En medio del debate por los lineamientos de audiencias —ese elegante eufemismo que a algunos les suena a control editorial con barniz técnico—, la Presidenta reconoce la existencia de instrumentos, incluida la siempre maleable “interpretación legal”. Pero acto seguido nos pide fe: no los usará porque no cree en la censura. Convicción, dice. Como si el poder se ejerciera a partir de estados de ánimo y no de incentivos.
Eso sí, aclara que su gobierno jamás llamaría a dueños de medios para pedir cabezas o negociar líneas editoriales. Nada de eso. Aquí la pedagogía es distinta: desde la tribuna mañanera se exhibe, se desmiente, se etiqueta de “falso” y se ofrece “la versión correcta”. No es presión, es iluminación pública. No es censura, es didáctica presidencial.

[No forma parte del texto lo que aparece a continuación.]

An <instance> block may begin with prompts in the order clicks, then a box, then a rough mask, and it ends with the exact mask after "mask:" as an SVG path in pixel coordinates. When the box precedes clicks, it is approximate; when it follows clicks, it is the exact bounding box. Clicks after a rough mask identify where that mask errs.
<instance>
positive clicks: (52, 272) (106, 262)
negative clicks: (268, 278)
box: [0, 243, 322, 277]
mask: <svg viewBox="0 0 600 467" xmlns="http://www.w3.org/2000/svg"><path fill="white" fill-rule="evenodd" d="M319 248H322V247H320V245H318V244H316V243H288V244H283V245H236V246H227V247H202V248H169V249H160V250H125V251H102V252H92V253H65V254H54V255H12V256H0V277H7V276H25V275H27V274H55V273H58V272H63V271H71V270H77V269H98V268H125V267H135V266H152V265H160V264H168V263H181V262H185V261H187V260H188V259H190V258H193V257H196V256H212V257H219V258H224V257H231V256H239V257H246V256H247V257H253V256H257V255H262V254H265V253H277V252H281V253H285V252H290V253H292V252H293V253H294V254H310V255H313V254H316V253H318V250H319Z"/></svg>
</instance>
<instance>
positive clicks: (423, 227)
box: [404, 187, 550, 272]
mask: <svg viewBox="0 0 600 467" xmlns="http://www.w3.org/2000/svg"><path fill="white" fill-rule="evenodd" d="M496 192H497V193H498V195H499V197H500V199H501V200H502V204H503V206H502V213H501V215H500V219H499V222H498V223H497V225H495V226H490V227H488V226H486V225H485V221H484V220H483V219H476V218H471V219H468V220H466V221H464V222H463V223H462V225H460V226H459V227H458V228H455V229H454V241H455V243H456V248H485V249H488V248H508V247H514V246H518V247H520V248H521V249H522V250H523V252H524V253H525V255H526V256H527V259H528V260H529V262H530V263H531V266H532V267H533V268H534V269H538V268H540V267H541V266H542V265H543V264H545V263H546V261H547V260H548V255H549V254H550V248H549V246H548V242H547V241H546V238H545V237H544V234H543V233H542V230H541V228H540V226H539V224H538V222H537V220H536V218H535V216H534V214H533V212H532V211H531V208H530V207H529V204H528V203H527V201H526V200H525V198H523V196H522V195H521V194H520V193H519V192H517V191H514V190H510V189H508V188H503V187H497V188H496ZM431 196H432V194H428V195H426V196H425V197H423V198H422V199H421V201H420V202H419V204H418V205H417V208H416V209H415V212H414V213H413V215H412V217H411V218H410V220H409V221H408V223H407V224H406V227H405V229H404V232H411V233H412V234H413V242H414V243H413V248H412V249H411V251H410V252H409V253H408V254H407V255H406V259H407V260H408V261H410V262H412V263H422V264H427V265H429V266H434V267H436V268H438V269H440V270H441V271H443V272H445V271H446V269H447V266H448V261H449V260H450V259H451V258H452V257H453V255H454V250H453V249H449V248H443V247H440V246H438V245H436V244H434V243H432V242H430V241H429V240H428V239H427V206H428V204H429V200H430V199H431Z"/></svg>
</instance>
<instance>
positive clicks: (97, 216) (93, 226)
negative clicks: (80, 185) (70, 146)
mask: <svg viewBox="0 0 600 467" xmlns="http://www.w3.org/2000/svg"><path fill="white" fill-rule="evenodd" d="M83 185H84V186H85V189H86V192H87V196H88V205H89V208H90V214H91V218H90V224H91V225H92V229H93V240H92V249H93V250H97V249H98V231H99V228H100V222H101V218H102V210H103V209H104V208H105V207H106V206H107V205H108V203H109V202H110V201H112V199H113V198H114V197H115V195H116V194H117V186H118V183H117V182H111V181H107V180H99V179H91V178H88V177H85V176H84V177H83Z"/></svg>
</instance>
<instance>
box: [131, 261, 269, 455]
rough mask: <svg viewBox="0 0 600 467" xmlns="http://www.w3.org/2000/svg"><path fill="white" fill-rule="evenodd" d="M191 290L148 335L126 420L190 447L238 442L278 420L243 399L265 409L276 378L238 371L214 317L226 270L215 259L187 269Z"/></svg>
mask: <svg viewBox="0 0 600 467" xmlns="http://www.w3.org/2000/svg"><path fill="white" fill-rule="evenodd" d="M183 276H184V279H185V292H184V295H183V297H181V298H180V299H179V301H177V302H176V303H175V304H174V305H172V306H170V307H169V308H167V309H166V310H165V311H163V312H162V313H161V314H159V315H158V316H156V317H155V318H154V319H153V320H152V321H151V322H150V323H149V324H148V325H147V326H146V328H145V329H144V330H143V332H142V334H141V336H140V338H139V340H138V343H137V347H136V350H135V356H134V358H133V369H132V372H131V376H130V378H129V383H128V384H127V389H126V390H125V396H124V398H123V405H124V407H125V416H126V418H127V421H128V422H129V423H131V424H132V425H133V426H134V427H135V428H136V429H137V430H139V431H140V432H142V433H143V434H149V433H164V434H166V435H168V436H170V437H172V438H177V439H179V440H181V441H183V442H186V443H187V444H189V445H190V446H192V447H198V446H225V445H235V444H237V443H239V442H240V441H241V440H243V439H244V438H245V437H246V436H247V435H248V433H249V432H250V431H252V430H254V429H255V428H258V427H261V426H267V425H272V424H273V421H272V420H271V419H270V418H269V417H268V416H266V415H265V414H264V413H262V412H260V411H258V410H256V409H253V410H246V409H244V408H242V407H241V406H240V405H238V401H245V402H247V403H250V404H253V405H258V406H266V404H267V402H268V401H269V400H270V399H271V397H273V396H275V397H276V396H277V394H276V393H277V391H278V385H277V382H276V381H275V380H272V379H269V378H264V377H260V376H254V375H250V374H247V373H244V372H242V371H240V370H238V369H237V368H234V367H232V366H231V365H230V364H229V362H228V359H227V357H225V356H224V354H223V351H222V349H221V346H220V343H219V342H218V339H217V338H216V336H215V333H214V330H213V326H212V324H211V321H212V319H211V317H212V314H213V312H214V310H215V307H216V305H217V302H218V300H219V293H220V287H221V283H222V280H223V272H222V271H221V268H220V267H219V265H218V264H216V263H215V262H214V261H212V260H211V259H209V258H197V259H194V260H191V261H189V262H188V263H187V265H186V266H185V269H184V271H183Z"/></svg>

Y cuando los concesionarios, organizaciones y especialistas levantan la ceja ante la posibilidad de que los nuevos lineamientos funcionen como mecanismo de control, la respuesta es un clásico: ustedes mismos estuvieron de acuerdo. La CIRT, señala Sheinbaum, participó en las mesas, avaló la ley y ahora resulta que se espanta. Una suerte de “firmaste sin leer, no te quejes”.
La diferencia —nos explican— está en que la ley ya quedó y los lineamientos aún están en consulta pública. Es decir, el menú está decidido, pero todavía se discute el tamaño de la cuchara. El verdadero punto sensible, admite la Presidenta, son las multas: quién las impone, cómo se aplican, bajo qué criterio. Pequeños detalles administrativos… salvo cuando se convierten en el incentivo perfecto para la autocensura elegante.
Mientras tanto, la mañanera se reivindica como el gran espacio de réplica, ese foro donde el Gobierno corrige a los medios que no publican sus desmentidos “en el mismo tamaño”. Como no lo hacen, se les responde desde el púlpito nacional. No es un desbalance de poder, es simplemente eficiencia comunicativa.
Y por si alguien dudaba de la nobleza del esquema, se recuerda que sin la mañanera ciertos logros —como la estrategia contra el sargazo— vivirían en la penumbra mediática. Porque, al parecer, sin la voz oficial amplificada a diario, la realidad corre el riesgo de no existir.
En resumen: no hay censura, sólo herramientas disponibles; no hay presión, sólo debate desde el poder; no hay control, sólo regulación discutida… con multas en el horizonte. Pero tranquilos: todo está guiado por la convicción.
Y ya sabemos que, en política, pocas cosas son tan firmes como una convicción… hasta que dejan de serlo.